L’immagine rappresenta un inusuale, consolidato squilibrio di valori ed attitudini tra il presidente del Consiglio da un lato, ed il resto, tutto il resto, della formazione, dall’altro. La “stella” è il prodotto di una tradizione politica estranea al nostro quadro costituzionale, arrivata a governare nella bizzarra, inedita, spregiudicata coalizione dell’imprenditore “sceso” in politica dall’impresa una singolare scala di valori-, con alleati occultati l’uno all’altro, all’apparenza. Una vera novità: per la prima volta una donna in quel ruolo, lì dove quasi tutto è maschile. Pura destra, per la prima volta; senza l’avallo, non condiviso, di quella unica, straordinaria credenziale di una destra europea ed europeista affacciata da Gianfranco Fini, poi naufragata per errori veniali del protagonista e protervia del potere tradito. Nebuloso è, più o meno, il resto dell’intera squadra, costituita da ministri non dotati dello spessore necessario per interpretare ed intitolare a sé le iniziative del proprio settore, fino all’assunzione di responsabilità e alla diretta paternità finale del capo del governo.

Due vicepresidenti: l’uno, alla guida del partito un tempo egemone, è pura nostalgia del fondatore; l’altro, capo inspiegato e inspiegabile di un partito folto di decorosi amministratori locali, ma lui stesso per troppi motivi non più accostabile decorosamente a compiti di governo. Giorgia Meloni è, per compensazione, la stella che oramai brilla nel parlamento politico, non solo nazionale, addirittura mondiale: come tale riconosciuta, ricevuta, vezzeggiata, accettata, nei suoi eccessi di smancerie, abbracci e carezze. Senza esclusioni: si tratti di colleghe o colleghi, giovanili o vegliardi, cristiani o altro, occidentali o orientali. Una serie di effetti speciali, ben confezionati, rimanda piuttosto alla protagonista di un tappeto rosso dello spettacolo, che non a severi consessi o incontri internazionali di alta politica. Ci siamo cascati tutti, senza pregiudizi.

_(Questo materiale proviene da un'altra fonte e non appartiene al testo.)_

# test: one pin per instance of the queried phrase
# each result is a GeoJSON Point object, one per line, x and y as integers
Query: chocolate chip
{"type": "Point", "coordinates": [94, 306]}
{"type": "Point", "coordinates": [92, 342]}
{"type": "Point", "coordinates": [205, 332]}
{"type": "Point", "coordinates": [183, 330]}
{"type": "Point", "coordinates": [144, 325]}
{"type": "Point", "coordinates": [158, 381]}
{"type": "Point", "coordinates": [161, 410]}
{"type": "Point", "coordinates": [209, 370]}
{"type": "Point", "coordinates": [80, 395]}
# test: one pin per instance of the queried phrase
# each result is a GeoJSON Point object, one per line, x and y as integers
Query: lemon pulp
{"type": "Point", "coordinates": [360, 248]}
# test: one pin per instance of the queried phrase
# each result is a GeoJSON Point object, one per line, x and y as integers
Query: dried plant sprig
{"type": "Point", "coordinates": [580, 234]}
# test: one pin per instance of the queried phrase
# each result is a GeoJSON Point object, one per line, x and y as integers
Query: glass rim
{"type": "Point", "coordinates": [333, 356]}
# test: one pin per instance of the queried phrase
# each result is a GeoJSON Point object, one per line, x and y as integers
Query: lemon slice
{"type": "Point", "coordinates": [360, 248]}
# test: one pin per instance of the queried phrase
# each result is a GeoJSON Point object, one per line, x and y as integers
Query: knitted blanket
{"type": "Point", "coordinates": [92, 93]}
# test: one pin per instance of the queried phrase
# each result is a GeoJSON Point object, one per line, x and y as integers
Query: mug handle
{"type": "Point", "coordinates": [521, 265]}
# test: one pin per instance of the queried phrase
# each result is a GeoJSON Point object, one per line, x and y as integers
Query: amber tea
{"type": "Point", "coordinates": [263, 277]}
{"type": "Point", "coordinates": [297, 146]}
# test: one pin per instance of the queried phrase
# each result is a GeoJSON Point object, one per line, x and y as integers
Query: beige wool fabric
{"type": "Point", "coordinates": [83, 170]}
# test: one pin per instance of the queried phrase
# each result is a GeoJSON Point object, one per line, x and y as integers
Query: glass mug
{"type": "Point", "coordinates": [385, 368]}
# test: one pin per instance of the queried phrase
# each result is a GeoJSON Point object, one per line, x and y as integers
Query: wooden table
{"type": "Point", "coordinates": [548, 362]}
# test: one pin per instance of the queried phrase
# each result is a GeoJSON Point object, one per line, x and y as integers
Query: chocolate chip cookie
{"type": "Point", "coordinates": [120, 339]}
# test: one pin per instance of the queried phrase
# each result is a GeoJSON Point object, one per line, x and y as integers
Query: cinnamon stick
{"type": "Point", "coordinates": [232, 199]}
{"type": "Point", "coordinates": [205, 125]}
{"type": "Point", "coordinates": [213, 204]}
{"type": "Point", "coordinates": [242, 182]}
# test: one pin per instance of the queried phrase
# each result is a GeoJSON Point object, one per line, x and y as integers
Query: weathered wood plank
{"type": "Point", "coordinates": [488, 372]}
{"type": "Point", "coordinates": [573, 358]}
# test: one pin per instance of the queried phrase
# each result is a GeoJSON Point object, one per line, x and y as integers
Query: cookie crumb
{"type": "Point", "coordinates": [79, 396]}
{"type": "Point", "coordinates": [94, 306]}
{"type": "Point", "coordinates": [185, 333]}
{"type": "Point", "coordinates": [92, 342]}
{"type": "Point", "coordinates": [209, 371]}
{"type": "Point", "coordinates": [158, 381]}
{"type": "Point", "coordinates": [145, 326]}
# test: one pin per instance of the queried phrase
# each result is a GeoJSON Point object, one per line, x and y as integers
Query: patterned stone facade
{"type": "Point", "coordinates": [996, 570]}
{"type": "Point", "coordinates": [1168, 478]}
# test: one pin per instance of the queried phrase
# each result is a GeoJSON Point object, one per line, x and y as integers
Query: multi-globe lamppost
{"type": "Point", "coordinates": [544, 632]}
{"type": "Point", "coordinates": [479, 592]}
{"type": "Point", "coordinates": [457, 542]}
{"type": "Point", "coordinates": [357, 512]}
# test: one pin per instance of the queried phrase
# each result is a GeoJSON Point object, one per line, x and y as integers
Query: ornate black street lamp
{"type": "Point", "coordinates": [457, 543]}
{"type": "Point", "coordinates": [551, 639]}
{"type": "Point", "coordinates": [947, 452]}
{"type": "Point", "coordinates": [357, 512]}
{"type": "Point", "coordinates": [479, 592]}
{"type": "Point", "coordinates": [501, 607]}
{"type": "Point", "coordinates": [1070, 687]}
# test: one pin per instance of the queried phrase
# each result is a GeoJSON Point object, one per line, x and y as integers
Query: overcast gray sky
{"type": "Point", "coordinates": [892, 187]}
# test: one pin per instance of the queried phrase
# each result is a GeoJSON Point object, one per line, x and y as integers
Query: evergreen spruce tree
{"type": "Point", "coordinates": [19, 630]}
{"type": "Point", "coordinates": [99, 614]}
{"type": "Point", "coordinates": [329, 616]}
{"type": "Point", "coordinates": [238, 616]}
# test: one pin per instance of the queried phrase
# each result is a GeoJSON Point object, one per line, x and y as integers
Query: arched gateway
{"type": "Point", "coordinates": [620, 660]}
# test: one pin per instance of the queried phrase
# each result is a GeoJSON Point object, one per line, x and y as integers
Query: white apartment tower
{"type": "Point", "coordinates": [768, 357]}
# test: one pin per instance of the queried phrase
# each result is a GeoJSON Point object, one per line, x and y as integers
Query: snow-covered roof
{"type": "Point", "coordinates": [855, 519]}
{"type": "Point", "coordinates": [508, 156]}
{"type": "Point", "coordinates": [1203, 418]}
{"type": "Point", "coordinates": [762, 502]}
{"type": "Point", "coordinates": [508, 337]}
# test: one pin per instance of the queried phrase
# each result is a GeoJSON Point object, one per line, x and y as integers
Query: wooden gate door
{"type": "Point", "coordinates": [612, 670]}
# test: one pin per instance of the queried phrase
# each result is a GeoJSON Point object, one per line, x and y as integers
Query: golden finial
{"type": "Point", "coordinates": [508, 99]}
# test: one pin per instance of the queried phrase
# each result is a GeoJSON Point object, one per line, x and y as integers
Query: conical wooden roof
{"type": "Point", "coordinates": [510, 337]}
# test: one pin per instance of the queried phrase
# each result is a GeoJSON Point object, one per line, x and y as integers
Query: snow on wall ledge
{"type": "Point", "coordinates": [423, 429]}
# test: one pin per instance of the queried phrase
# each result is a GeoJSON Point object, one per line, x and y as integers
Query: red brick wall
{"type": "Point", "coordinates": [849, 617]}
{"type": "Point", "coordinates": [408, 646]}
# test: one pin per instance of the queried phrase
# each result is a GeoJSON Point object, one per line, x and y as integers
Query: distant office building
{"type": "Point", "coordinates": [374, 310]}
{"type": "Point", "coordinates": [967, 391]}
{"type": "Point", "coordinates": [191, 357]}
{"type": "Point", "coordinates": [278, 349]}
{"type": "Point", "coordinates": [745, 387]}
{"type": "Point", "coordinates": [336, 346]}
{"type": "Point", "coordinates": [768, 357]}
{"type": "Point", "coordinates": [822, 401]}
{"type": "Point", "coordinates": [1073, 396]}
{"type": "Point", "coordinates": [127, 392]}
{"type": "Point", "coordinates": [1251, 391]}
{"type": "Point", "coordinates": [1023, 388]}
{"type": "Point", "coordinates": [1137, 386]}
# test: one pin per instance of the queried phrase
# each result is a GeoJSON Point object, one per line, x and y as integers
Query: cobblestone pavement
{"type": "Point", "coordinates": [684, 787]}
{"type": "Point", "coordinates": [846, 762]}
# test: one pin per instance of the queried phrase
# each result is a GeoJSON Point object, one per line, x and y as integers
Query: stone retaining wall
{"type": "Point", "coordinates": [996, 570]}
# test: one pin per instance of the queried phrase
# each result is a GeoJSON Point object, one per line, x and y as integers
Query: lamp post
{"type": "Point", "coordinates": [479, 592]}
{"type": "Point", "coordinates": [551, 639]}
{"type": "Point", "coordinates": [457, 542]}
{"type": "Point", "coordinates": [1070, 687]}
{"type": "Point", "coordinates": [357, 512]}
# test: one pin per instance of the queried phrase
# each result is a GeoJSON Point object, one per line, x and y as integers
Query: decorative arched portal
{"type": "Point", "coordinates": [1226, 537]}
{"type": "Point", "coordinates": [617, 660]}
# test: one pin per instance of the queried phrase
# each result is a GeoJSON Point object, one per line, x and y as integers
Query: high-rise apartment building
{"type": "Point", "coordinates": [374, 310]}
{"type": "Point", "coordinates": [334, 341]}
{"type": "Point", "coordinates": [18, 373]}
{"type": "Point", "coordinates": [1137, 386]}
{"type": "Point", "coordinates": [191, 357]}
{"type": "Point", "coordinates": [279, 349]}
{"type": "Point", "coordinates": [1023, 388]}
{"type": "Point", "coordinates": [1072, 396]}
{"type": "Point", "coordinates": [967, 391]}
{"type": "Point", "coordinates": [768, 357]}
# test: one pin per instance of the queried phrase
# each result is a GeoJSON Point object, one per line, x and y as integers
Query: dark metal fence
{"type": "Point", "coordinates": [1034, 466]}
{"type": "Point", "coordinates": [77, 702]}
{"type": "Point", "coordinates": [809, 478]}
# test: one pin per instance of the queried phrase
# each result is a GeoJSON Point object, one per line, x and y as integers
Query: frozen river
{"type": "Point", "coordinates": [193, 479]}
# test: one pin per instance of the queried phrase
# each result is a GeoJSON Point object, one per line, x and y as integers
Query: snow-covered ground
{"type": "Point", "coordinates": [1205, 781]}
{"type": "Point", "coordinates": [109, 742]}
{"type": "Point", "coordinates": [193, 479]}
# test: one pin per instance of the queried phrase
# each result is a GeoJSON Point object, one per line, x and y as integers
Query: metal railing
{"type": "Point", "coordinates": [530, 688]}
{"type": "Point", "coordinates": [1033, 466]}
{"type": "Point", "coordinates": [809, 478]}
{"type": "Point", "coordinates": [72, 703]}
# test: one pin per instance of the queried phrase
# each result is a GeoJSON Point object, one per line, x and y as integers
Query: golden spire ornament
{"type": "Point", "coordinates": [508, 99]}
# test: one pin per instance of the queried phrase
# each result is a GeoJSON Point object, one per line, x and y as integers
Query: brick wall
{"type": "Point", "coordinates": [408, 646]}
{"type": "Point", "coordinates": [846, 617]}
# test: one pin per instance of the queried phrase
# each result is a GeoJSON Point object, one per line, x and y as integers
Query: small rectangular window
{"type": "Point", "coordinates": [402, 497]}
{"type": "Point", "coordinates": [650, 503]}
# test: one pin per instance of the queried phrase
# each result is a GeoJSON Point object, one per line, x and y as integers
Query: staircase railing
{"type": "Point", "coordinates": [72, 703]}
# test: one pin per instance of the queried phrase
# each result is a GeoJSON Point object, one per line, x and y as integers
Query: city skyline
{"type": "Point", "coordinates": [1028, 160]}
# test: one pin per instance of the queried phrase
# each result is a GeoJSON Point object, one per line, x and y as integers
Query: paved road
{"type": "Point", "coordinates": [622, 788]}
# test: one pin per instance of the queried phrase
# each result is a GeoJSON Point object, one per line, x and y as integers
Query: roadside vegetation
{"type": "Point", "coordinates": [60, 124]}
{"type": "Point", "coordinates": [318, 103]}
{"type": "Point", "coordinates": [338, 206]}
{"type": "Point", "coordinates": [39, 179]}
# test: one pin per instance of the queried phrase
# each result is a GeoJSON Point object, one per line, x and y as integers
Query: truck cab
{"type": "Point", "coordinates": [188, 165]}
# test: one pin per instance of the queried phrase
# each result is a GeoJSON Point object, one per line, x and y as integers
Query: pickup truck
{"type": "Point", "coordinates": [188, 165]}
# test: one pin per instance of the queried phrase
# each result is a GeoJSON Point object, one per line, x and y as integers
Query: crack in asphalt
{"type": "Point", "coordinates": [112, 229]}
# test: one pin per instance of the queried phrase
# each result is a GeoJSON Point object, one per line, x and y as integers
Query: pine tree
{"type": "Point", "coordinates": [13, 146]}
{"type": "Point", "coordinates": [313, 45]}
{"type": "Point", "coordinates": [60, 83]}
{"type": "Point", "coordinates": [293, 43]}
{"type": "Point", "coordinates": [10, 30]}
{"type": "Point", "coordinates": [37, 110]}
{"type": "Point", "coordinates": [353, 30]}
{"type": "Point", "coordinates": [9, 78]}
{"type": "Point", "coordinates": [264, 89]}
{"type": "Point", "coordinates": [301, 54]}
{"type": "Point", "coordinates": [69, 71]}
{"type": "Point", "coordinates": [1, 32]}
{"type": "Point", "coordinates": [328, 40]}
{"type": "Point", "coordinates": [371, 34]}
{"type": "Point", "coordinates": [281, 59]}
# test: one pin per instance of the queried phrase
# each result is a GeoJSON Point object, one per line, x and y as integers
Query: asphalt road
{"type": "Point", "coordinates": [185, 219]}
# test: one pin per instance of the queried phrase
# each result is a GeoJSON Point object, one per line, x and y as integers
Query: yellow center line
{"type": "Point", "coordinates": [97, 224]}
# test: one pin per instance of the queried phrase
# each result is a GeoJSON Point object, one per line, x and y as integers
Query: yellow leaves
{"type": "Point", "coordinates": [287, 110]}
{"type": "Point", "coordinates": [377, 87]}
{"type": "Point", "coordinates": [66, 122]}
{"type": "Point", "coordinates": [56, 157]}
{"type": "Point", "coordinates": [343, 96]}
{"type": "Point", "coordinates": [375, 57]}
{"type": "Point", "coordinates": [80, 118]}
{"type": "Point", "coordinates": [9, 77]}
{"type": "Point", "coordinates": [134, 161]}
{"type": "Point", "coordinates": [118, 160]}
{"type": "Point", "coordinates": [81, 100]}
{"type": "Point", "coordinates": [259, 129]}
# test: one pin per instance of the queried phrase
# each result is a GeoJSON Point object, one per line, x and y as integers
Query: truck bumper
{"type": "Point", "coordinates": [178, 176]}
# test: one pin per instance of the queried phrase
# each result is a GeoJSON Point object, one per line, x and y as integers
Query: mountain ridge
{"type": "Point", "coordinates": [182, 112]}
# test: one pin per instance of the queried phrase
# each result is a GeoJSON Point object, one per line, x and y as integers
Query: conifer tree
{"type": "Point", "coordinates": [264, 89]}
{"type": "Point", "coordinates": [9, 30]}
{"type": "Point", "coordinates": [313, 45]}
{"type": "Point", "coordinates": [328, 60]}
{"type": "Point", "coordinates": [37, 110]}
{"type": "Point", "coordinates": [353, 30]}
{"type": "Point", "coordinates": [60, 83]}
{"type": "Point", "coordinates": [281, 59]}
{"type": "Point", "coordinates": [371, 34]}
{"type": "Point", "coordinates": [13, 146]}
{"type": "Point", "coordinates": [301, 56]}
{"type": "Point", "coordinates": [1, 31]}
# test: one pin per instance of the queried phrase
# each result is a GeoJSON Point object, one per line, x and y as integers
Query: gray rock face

Il tempo consumerà verosimilmente questa immagine, gradevole e ad oggi gradita, esaltando la distanza tra il modo di porsi e la capacità di governare, fatta di sostanza, cultura, reputazione internazionale, senso dello Stato. Senza baci e carezze, mai nemmeno adombrati nel tempo, da Churchill a Merkel, passando per una teoria mondiale di statisti. Tutto questo durerà il tempo di svelare la natura di piccole astuzie, come due politiche, una per gli italiani, che richiama la tradizione di cui sopra; una, incompatibile con la prima, che viene rimontata e smontata per le grandi occasioni; non solo, ma montata e smontata nella stessa occasione, passando da un nuovo ad un vecchio amico, da un europeista al vecchio sodale sovranista.

Ma quel che dovrebbe risvegliare il senso del pericolo in chi si crogiola in una opposizione riferita al proprio interesse di parte, piccola, insufficiente parte, è la vera novità che emerge ogni giorno di più: il potere come finalità, come attitudine. Il potere, smisurato, che un presidente del Consiglio esercita nei confronti di singoli cittadini, e che scorge l’avversario politico in chi politico non è. O non è più.

Una influencer, uno scrittore che vive sotto scorta da decenni, un giornalista, un imprenditore, un concittadino detenuto in un paese che, dimenticata l’autonomia dei poteri da quello del capo, lo maltratta gravemente. Un italiano innocente. Ma di estrema sinistra, quindi non completamente innocente, politicamente. Da poche ore, un uomo di Stato, al quale viene impedita l’azione di altissimo valore civile e morale di portare un po’ di luce in un carcere.